The African Union Extraordinary Summit on the African Continental Free Trade Area that is being held in Kigali, Rwanda is steadily making progress despite earlier setbacks including snubs by Nigerian president Muhammadu Buhari and Uganda’s Yoweri Museveni.
The Free Trade Area is one of the flagship projects of Agenda 2063 and aims to deepen the integration process, by allowing Africans to trade and move freely across the continent.
The project is being driven forward along with other key related initiatives such as the Single African Air Transport Market and the Protocol on Free Movement of Persons and the African Passport.
By signing and ratifying it, we would signal that we are determined to play our part as a global player while promoting the continent’s economic interests as one, through a single African market.
The Kigali Extraordinary Summit was agreed to during the ordinary session of the Assembly of the Union held in Addis Ababa in late January 2018.
Rwanda’s president Paul Kagame who also took over as chair of African Union pledged to achieve free movement of persons this year.
Nigeria’s Buhari opted out of the Kigali conference on Sunday, saying he wanted further domestic consultation on the continental deal after media reports said labour unions in Africa’s largest economy warned against the deal.
The Chairperson of the Commission of the African Union, Moussa Faki Mahamat urged countries to overcome fears and self-interests as they continue to be barriers of regional trade and growth.
African Heads of States expected to arrive in #Kigali to launch the historic Continental Free Trade Area on 21 March 2018 that will allow Africans to trade + move freely on the Continent.
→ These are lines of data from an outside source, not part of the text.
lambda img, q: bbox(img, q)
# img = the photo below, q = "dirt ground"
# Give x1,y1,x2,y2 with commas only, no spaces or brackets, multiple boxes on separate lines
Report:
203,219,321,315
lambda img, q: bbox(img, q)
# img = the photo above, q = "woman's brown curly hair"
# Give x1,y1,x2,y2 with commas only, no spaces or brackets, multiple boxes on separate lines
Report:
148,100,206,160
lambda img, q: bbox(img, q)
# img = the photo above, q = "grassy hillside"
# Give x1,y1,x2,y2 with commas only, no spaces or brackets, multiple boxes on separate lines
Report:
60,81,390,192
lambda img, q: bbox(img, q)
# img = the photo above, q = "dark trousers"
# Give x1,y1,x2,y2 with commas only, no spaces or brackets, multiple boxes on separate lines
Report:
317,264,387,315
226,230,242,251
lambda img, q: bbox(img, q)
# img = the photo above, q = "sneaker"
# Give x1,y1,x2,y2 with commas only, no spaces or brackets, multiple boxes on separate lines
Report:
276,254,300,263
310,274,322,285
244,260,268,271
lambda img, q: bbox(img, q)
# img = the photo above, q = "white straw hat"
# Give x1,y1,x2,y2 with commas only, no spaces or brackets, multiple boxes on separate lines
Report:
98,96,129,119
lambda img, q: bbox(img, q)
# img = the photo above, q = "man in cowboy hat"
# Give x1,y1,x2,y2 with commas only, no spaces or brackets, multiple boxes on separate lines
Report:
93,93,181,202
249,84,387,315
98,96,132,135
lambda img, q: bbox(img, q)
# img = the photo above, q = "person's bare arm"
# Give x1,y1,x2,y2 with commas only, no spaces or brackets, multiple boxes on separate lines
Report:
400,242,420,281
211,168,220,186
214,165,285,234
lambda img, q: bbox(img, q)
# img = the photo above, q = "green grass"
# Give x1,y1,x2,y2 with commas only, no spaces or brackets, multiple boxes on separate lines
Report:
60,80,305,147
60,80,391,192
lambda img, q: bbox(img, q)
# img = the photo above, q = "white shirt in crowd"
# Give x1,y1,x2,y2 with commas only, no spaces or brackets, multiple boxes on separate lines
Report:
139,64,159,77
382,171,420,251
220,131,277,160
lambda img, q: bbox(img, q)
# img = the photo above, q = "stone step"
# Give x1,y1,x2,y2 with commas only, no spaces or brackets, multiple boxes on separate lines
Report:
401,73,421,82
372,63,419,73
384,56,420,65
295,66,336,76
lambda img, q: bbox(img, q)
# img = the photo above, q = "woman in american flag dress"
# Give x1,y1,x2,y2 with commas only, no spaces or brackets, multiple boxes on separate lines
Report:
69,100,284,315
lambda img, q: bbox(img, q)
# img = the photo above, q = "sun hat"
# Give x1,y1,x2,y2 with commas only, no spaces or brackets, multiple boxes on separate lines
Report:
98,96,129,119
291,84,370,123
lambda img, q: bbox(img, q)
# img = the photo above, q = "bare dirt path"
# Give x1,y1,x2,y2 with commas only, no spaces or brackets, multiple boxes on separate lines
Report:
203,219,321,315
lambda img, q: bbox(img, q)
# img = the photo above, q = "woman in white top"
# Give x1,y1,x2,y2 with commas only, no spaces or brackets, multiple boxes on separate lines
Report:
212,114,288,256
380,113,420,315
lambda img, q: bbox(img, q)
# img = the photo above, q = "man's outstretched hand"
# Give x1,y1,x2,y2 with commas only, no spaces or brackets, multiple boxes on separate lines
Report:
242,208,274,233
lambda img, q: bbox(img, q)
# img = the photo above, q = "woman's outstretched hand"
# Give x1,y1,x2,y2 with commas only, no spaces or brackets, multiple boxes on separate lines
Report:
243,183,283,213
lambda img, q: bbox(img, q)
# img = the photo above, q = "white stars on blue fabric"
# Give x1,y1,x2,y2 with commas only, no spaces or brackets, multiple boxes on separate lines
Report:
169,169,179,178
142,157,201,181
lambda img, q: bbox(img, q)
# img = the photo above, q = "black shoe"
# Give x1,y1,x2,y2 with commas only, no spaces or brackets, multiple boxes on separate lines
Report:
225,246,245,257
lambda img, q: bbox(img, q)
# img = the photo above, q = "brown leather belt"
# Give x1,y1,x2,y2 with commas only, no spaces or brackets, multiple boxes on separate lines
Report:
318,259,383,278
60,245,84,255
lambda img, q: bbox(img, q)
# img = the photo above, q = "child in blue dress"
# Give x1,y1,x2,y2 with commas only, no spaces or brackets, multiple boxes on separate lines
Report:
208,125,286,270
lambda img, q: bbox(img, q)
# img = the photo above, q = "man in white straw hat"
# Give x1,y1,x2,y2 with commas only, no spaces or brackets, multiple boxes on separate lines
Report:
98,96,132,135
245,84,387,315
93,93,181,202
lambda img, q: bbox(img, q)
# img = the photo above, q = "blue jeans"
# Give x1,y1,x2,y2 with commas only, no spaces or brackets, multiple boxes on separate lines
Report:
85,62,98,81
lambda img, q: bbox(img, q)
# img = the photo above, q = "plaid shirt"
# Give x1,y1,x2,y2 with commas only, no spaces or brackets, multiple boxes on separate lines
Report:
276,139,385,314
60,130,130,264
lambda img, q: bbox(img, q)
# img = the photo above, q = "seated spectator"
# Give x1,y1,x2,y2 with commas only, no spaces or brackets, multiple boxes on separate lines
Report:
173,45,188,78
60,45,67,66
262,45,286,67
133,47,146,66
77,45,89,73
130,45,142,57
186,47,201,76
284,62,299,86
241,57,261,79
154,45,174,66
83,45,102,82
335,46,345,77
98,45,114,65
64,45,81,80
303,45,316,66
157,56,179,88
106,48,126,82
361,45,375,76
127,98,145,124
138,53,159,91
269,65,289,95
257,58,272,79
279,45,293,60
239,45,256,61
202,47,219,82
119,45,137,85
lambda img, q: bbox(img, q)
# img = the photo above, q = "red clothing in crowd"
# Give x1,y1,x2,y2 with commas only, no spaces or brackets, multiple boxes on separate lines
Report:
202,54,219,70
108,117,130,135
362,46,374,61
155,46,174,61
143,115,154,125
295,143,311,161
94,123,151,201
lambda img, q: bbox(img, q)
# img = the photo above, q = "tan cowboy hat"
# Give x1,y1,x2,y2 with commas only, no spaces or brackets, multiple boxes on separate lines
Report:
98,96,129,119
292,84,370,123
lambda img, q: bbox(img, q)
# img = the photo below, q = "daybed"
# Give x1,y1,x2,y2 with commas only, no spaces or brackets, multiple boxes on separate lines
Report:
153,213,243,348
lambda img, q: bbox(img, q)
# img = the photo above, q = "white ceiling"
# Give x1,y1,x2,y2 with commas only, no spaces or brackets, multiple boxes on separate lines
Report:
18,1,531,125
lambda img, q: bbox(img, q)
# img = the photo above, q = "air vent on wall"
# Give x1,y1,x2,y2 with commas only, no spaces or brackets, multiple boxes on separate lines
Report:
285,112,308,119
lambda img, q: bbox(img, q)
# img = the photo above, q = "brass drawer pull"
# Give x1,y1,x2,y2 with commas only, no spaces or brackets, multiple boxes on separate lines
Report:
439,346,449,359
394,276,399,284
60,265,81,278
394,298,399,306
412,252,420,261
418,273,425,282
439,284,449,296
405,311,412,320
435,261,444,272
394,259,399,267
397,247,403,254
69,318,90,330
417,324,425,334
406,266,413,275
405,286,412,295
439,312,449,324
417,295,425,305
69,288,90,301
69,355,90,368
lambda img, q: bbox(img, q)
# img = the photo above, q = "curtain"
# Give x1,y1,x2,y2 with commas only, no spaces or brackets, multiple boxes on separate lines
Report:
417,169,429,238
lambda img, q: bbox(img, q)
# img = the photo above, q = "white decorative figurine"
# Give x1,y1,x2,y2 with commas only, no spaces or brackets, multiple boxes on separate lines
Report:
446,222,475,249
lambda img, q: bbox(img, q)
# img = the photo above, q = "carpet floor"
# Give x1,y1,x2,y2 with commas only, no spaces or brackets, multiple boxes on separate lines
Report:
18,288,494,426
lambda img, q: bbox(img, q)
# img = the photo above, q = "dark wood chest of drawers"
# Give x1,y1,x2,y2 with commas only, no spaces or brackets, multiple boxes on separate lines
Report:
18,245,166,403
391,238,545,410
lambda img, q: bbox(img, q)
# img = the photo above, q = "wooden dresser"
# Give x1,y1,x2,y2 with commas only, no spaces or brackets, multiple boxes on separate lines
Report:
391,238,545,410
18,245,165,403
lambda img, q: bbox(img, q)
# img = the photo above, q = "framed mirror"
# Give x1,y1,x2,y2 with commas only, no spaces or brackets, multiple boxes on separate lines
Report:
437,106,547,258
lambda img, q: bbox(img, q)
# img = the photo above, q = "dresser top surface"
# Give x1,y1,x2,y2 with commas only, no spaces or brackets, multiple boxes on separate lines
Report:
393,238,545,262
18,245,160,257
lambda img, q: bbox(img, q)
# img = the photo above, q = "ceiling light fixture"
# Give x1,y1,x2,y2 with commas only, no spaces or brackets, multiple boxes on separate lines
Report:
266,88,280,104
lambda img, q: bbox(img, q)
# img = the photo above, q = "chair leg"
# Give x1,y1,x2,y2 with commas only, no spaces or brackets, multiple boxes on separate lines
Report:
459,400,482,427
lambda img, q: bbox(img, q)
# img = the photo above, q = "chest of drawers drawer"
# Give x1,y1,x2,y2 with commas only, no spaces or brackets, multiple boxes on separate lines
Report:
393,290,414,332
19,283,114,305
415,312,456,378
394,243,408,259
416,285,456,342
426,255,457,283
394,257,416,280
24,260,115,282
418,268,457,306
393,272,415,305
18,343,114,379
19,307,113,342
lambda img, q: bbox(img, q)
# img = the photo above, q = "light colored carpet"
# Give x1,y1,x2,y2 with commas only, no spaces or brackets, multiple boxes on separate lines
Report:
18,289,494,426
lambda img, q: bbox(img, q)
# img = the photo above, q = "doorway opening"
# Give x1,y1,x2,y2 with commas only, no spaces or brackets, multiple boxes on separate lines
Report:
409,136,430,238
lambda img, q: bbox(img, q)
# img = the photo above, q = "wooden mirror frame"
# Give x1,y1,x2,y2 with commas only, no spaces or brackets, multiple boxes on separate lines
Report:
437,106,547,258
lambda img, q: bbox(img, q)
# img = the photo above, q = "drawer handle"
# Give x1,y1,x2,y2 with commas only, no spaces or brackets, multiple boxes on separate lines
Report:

A historic milestone towards the #AfricaWeWant. #CFTA #Rwanda https://t.co/jy9MDKEnw5 pic.twitter.com/Qdi1Ucb8un— Moussa Faki Mahamat (@AUC_MoussaFaki) March 17, 2018
African heads of state are expected to sign the agreement on Wednesday.
Rwanda’s foreign affairs minister, Louise Mushikiwabo, who also doubles as the Chairperson of the Council of Ministers said the agreement should come into force as soon as possible.
“By signing and ratifying it, we would signal that we are determined to play our part as a global player while promoting the continent’s economic interests as one, through a single African market,” she said.
Intra-Africa trade currently stands at about 14 per cent with the agreement expected to facilitate an increase to about 52.3 per cent by 2022.